Blue Valentine - DVD Review

'for every happy ending there's a messy divorce. For every honeymoon on a tropical island there's domestic violence. It might not be pretty but this is the real world'

Maudlin in the excess, Derek Cianfrance's Blue Valentine is a worthwhile struggle to overcome; a film which challenges the norms of mainstream cinema and rejoices in deconstructing them. The target for Cianfrance's riotous disregard of Hollywood mantra? Romance, although, there's precious little of that here.

Whether Cianfrance and co-writers Cami Delavigne and Joey Curtis purposefully set out to produce something which went against the grain is unclear but produce it they have. Blue Valentine explores what happens after all of the Rom Coms are dead and buried. After the twelve red roses have been sent by the anonymous lover in the final frame, what then for the unfeasibly attractive couple? Presumably they live happily ever after.

Cianfrance, Delavigne and Curtis know better than this. For every happy ending there's a messy divorce. For every honeymoon on a tropical island there's domestic violence. It might not be pretty (and at times Blue Valentine is very not pretty) but this is the real world, this is life and as The Narrator tells us in Fight Club 'it's ending one minute at a time'.

The areas covered by lovers Dean (Ryan Gosling) and Cindy (Michelle Williams) occasionally feel like a tick-box exercise in particularly horrifying relationship troubles. Anything that can go wrong either does or has. Cianfrance gets away with it due to the detail with which he affords each aspect. A small consideration of abortion is horrifying but Cianfrance doesn't linger for shock value and if anything his brevity is even more disconcerting.

Gosling is, on this evidence, Hollywood's finest male lead. Where contemporaries of his are already suited and booted in a franchise that involves, well, a suit and some boots, his last three films have been the one where he has a relationship with a plastic doll, flawed but occasionally magnificent thriller Fracture and startling school/drug drama Half Nelson. He and Williams, who together must occupy ninety percent of the screen time, are a superb double act in demanding roles. If you find yourself singing You Always Hurt The One You Love around the house for days afterwards then take comfort in the fact that you are not the only one.

The song though won't be the only thing which resonates for days. This is a powerful and disconcerting drama for anyone who's ever had problems in a relationship. Let's face it: that's all of us. Cianfrance and co should be commended on making a film which is so out of the ordinary in the fact that it manages to speak to most of the planet.


Blue Valentine is out on Blu-ray and DVD in the UK from Monday 9th May.

Look further...

'I don’t think I’ve seen such an intense yet melancholic scrutiny on heterosexual break-up on screen since Wim Wenders wrung several years’ worth of tears out of Harry Dean Stanton and Nastassja Kinski in Paris, Texas. Watch it with the one you love. Or, er, not.' - Dark Eye Socket, 4 stars


  1. Your review looks so pessimistic, but I still enjoyed reading it, as well as watching this film. I think Cianfrance showed not only bad times of the relationship, but he focused on them.

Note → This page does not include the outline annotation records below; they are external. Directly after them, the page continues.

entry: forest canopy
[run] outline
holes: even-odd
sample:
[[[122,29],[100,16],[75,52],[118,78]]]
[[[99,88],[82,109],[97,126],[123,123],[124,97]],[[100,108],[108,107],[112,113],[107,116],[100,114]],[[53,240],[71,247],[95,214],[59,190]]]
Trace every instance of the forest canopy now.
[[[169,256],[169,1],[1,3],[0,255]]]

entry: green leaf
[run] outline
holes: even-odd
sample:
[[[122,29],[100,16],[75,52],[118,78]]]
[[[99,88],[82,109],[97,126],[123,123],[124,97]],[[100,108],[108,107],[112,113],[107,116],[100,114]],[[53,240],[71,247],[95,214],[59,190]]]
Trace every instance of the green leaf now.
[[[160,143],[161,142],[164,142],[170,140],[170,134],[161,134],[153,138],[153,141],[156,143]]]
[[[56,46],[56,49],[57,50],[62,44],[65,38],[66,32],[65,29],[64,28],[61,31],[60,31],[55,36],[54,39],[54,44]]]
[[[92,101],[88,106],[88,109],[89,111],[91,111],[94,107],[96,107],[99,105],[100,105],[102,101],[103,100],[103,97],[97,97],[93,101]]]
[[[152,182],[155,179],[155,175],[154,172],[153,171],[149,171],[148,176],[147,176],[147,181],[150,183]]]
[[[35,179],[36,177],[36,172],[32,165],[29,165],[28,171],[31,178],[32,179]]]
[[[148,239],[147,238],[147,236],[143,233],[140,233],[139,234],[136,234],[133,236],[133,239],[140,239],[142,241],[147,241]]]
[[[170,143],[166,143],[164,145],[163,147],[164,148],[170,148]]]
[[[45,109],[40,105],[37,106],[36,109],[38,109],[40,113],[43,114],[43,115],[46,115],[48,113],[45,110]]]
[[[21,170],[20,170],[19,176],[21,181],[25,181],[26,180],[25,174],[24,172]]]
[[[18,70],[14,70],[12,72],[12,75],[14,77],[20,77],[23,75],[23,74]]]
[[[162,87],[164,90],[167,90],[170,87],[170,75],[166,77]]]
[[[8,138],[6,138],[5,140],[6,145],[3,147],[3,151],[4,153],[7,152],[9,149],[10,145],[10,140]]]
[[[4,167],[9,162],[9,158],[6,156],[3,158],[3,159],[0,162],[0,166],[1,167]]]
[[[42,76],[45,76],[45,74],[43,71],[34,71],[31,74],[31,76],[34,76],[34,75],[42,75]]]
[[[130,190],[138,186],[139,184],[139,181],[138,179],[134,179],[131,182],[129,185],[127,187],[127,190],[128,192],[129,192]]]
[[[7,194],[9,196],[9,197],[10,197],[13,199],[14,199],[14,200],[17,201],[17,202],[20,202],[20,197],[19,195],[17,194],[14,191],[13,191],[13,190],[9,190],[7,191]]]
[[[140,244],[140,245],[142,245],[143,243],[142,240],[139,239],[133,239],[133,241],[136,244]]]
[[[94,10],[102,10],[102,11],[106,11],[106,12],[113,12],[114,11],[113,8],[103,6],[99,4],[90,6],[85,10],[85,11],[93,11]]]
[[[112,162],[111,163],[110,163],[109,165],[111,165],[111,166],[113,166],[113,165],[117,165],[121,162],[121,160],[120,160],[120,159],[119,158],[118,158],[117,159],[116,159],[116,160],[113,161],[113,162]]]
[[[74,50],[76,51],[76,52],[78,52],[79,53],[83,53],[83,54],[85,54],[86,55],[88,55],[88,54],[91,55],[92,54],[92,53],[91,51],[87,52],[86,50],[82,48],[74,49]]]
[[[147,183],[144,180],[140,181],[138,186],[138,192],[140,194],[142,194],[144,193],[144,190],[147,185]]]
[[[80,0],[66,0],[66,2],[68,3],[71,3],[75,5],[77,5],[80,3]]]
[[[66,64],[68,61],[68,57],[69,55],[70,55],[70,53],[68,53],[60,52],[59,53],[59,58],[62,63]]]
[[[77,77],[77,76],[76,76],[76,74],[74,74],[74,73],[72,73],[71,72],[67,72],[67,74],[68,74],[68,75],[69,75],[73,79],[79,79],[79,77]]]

  2. I think it is a pessimistic film (about love at first sight, about love in general, about the Hollywood notion of love) but the genius of Cianfrance is that I don't think he makes it a depressing watch... just a realistically gritty one.

  3. This is one of my favorite films of 2010 with what I believe to feature the best leading performances of the year to both Gosling and Williams.

    I believed their relationship and how it was falling apart. In fact, I bought the fact that Gosling made his character look older and it felt real to me. In fact, he kind of looked like one of my dad's friends which was really shocking.

  4. I certainly think they both deserved to be nominated at Oscar time and agree with the several people who pointed out that nominating Williams but not Gosling was a bit of a nonsense. The belief in the relationship is so crucial and, as you say, I completely believed both stages of it.